The Pennsylvania Supreme Court agreed with the lower courts. Noting that there is a presumption against applying statutes retroactively, the Supreme Court said that nothing in the 2008 amendment to Act 6 stated “clearly and manifestly” that the increase in the amount of the Base Figure was intended to apply to mortgages executed before the amendment took effect. The Court also noted that mortgages securing amounts in excess of $50,000 executed before the 2008 amendment to the Base Figure on which interest rates in excess of the amount permitted by Act 6 would be “essentially voided” retroactively if mortgages that were not residential mortgages when they were executed and thus were not subject to the Act 6 interest rate cap became residential mortgages by virtue of the 2008 amendment. The Court said that would be “a messy state of affairs and one that raises serious constitutional concerns.”

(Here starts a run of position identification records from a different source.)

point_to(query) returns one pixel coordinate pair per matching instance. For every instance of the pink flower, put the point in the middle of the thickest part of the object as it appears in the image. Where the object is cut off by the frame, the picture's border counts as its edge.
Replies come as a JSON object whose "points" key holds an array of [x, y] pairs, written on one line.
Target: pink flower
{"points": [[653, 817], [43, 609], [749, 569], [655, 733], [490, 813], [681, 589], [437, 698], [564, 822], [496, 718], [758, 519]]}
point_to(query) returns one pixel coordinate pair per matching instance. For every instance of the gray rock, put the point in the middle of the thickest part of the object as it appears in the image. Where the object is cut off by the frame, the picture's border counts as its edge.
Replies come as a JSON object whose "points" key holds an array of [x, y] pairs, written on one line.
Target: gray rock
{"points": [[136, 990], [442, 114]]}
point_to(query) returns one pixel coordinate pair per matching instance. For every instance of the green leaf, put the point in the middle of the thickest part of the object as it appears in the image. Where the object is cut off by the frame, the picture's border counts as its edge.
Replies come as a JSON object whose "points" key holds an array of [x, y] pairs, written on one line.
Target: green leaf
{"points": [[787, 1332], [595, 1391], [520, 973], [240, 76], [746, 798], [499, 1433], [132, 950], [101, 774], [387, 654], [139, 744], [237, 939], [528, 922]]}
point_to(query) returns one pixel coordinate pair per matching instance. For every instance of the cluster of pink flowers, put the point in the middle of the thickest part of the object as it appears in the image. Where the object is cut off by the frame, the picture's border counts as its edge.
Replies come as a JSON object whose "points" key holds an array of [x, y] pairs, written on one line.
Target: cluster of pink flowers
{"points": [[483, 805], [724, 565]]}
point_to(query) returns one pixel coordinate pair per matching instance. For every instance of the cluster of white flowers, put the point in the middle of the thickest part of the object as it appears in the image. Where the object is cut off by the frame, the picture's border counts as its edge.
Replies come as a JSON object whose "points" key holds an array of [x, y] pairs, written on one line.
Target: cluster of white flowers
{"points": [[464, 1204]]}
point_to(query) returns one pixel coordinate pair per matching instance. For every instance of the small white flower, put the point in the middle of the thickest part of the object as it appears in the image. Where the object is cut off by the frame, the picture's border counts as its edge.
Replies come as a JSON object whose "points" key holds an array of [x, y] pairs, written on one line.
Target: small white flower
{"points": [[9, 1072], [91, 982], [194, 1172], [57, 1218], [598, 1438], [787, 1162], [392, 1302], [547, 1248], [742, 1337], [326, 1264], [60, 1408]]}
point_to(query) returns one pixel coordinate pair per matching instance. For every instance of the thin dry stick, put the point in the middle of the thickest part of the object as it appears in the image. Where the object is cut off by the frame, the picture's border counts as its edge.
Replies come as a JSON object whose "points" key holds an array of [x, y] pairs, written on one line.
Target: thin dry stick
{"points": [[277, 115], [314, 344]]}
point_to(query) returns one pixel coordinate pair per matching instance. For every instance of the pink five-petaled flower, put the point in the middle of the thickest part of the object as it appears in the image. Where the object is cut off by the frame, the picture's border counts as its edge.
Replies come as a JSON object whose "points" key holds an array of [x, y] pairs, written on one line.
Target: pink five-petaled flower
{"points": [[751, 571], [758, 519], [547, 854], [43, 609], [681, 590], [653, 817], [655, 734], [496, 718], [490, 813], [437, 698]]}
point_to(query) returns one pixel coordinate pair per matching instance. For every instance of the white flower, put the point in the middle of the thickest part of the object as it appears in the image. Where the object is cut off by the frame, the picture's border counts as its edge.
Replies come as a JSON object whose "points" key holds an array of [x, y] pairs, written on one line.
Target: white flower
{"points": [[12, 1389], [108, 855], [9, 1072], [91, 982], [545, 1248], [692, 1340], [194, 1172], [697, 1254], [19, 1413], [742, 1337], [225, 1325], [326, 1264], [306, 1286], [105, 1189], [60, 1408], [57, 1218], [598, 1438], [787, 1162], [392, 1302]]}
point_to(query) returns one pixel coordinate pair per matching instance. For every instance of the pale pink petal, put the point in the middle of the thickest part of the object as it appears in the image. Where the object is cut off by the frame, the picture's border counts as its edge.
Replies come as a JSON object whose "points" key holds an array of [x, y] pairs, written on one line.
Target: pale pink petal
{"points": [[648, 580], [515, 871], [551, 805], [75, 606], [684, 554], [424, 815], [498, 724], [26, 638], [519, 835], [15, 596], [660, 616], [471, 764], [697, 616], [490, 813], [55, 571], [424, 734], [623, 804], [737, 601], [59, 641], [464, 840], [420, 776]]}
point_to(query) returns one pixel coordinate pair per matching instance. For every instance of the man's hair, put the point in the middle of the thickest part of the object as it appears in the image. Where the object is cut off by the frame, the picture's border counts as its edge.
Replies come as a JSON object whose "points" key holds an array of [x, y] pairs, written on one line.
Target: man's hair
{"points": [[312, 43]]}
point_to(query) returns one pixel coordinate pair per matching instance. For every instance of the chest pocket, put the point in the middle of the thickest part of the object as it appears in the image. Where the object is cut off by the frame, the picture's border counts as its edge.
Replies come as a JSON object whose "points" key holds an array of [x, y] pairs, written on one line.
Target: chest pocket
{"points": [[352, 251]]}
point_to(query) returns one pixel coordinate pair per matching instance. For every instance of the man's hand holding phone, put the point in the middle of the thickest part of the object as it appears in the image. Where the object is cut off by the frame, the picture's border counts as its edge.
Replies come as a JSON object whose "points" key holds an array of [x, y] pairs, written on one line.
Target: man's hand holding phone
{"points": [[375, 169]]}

In a last ditch effort to convince the Supreme Court to reverse the lower courts’ decisions, the Johnsons argued that the Supreme Court should defer to the interpretation of Act 6 by the Pennsylvania Housing Finance Agency. In a letter to lenders when in annual increase in the amount of the Base Figure to $221,540 was about the take effect, the Agency informed lenders that they would need to give borrowers the notice required by Act 6 before they could accelerate debts in the amount of $221,540 or less once the increase became effective. The Supreme Court sidestepped the argument entirely on the grounds that the issue was “not properly before us” because the Johnsons has not made the argument in the lower courts. The Court noted that “Arguments about whether the Act’s notice requirements apply to pre-2008 mortgages of more than $50,000 are beyond the scope of this appeal.”
So whether mortgages are “residential mortgages” for purposes of Act 6 depends on what the Base Figure was at the time they were executed. Or maybe not.